Die beiden liefen von hinten zwischen dem Juwelier und dem Bäcker hindurch zur Straße. Kaioru folgte ihnen mühelos und holte dabei auf.
„Das hat keinen Sinn, Nelken!“, rief er. „Ich weiß, wo du wohnst!“
Sie überquerten den Niansring.
„Ich bin nicht Nelken!“
Er war es ganz eindeutig.
„Doch, das bist du!“
Der Junge war fünfzehn, wurde dieses Jahr noch sechzehn. Er konnte sich damit echt in Schwierigkeiten bringen. Also musste vor allem die Beute wieder her.
Auf dem nassen Rasen dieser recht leeren Seite des Parks, unweit des Friedhofes, holte Kaioru die beiden ein und warf sich auf das Pferd, das mit ihm zu Boden ging.
Wie erhofft, ließ es die Handtasche los.
Nelken kehrte sofort um.
„Ist was passiert?“
„Ne“, antwortete das Pferd, ohne jeden Zweifel ein Hengst.
Kaioru rollte sich ab und nahm die Tasche an sich.
„Wie doof seid ihr eigentlich?“, fragte er, während er wieder aufstand. „Wisst ihr, wie leicht man erwischt wird, wenn man den Alarm auslöst? Die Bank hat einen Nachtwächter und eure Kostüme sind ziemlich einzigartig. Deines hat deine Mutter gemacht, oder?“
„Kaioru?“, fragte Nelken erstaunt und half dem Pferd auf.

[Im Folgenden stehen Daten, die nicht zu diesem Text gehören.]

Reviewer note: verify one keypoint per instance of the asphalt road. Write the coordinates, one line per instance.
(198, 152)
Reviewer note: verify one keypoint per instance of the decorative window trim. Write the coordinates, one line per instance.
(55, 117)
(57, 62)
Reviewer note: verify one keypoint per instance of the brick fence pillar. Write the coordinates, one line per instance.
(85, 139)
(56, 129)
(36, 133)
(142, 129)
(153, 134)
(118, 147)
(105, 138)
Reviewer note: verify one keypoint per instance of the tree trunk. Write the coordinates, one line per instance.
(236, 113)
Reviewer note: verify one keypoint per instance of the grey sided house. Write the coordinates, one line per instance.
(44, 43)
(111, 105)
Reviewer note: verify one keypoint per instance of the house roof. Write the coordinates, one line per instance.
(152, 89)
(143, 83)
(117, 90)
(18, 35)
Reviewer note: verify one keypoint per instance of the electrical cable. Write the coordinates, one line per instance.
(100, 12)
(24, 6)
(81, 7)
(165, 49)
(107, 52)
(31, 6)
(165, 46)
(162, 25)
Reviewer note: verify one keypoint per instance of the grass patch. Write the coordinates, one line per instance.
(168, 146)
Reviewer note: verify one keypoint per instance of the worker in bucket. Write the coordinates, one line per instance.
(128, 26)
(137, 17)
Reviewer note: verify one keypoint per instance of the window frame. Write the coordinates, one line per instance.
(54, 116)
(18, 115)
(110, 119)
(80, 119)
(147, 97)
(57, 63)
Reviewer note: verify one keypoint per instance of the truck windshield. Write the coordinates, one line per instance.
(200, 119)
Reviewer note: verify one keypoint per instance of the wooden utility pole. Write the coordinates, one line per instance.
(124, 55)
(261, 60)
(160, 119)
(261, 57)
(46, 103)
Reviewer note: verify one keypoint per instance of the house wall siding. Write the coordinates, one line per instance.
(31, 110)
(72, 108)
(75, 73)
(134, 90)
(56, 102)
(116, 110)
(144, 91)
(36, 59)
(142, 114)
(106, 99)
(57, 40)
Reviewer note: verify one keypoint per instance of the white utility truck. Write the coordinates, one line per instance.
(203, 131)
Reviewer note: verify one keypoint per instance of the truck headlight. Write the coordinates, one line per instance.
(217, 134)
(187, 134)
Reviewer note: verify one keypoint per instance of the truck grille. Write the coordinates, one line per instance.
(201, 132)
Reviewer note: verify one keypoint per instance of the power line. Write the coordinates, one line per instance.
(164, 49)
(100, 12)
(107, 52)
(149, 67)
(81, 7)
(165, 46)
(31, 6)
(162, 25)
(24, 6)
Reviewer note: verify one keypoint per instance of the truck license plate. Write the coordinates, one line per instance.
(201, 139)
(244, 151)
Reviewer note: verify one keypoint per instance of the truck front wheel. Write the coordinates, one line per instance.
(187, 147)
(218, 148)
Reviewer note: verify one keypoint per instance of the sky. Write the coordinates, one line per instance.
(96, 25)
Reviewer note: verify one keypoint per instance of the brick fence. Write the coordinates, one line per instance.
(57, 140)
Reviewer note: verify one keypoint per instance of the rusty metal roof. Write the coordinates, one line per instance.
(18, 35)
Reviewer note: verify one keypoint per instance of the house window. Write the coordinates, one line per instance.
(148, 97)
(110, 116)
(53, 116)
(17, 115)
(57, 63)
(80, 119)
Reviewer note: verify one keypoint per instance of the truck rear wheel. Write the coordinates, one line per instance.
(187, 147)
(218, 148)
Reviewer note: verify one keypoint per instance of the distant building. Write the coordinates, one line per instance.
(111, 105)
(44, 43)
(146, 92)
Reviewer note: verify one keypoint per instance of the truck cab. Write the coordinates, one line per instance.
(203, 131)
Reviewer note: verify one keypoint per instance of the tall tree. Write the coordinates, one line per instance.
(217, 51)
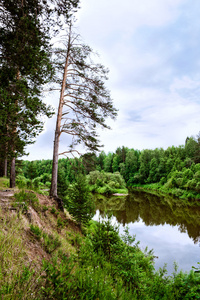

„Allerdings. Diese Handtasche hier ist eine Sitian. Nun stellt euch mal vor, die Besitzerin will sie unbedingt wiederhaben, der Nachtwächter hat euch gesehen und es werden Phantombilder aufgehängt. Eroka erkennt das Kostüm, das sie gemacht hat, doch sofort.“
„Oh Scheiße.“
„Ich hoffe, ihr habt das Auto nicht beschädigt.“
„Ne“, meinte der Hengst. „Mit nem Igelknick geöffnet.“
„Gut. Ich bringe die Tasche zurück. Warum stehlt ihr überhaupt eine Handtasche? Nelken, du hast doch nun wirklich keine Geldprobleme.“
„Na ja, ich nicht, aber Ci … er ist ein bisschen knapp bei Kasse …“
„Für ‚ein bisschen knapp bei Kasse‘ geht man aber kein solches Risiko ein.“
„Es war auch mehr so ne verrückte Idee“, gab „Ci“ zu. „Wir wollten das gar nicht so wirklich durchziehen, aber dann lag da diese Tasche …“
„Wisst ihr, wo man so eine Tasche verkauft? Oder habt ihr eine Ahnung was drin ist?“
„Nein“, gab Nelken zu.
„Na also. Geht feiern. Ich bringe das Ding zurück.“
Die beiden Jungen trauten sich nicht, noch etwas zu sagen, als Kaioru ging.
Die Bank hatte gar keinen Nachtwächter. Ihr Sicherheitssystem war vollautomatisch. Und auf den Parkplatz war auch keine Kamera gerichtet. Aber das mussten die beiden ja nicht wissen.